Jason Shouldice

Posted on Mar 20 • Edited on Mar 25 • Originally published at vicistack.com

The VICIdial DR Plan I Wish I'd Had at 2 AM

#voip #asterisk #sysadmin #devops

It's 2:14 AM. Your phone is buzzing. The database server just died — failed RAID controller, bad firmware update, doesn't matter. 200 agents across three time zones are logging in at 8 AM, your dialer manager is already texting you, and every second of downtime is burning revenue.

I've been in that scenario more times than I'd like to admit — both on our own infrastructure and rescuing other operators who called us in a panic. I've watched a $40 RAID battery destroy an entire day's production. I've seen a DROP TABLE command typed into the wrong terminal wipe out a campaign mid-shift. And I've seen operators with proper DR in place recover from total server loss in under 15 minutes while agents never noticed.

The difference is preparation, not luck.

Why VICIdial DR Is Uniquely Hard

VICIdial isn't a stateless web app you redeploy from a container image. It's a real-time telephony platform with specific characteristics that break standard IT disaster recovery playbooks:

The database is a single point of failure by design. Every server in a VICIdial cluster connects to one MySQL instance. There's no built-in clustering, no automatic failover, no Galera-style multi-master. If the database goes down, every agent screen freezes, every dial stops, every call in progress gets orphaned.

Live call state is ephemeral. When Asterisk crashes or a telephony server reboots, every active call on that server drops instantly. There's no way to "resume" a call — the RTP streams, channel state, and conference bridges are gone. Your DR plan needs to account for this reality.

Recordings have legal retention requirements. Call recordings often need 3-7 years of retention depending on industry and jurisdiction. Losing recordings isn't just operational — it's a compliance liability that can result in fines.

Time sensitivity is extreme. A 200-agent call center losing 30 minutes of production at peak hours loses thousands in revenue and potentially hundreds of leads that will never be contactable again.

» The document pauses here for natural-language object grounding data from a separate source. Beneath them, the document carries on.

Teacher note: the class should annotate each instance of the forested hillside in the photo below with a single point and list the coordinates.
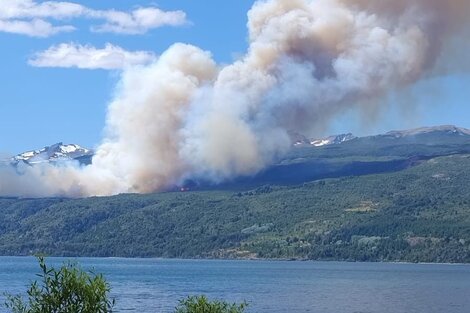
(421, 213)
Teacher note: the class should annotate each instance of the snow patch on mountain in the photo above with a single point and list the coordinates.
(54, 153)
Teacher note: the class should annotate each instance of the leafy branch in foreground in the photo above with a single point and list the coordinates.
(65, 290)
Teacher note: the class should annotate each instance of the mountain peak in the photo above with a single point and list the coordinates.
(53, 153)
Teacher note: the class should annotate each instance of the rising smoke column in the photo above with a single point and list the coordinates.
(183, 117)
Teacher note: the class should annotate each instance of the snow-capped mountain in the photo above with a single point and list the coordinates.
(332, 140)
(55, 153)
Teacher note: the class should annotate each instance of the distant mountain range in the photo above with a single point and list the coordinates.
(398, 196)
(438, 135)
(55, 153)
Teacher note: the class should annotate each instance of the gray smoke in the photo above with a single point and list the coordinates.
(184, 117)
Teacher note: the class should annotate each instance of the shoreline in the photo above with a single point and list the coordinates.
(235, 259)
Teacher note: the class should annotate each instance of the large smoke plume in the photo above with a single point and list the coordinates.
(185, 117)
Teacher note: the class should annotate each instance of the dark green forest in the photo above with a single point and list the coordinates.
(417, 212)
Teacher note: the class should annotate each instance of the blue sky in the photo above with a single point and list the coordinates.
(42, 105)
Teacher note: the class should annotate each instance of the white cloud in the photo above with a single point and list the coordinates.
(69, 55)
(33, 28)
(138, 21)
(24, 9)
(24, 16)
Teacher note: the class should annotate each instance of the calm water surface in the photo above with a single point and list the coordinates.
(155, 285)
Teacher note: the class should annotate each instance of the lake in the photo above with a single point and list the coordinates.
(155, 285)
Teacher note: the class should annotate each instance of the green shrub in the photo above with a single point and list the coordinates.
(66, 290)
(200, 304)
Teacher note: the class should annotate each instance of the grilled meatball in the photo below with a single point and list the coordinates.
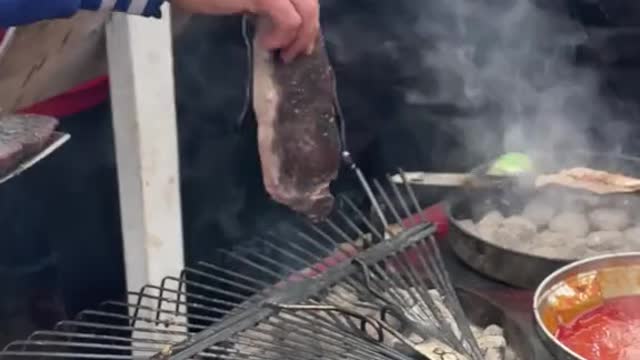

Set Two Numbers Before You Configure Anything

Everything flows from these two decisions:

Recovery Time Objective (RTO): How long can your call center be completely down before the business impact becomes unacceptable? This is a business question, not a technical one. Ask your operations manager, not your sysadmin.

Recovery Point Objective (RPO): How much data can you afford to lose? If the database dies right now, what's the oldest acceptable backup? The last 5 minutes of dispositions? The last hour? The last 24 hours?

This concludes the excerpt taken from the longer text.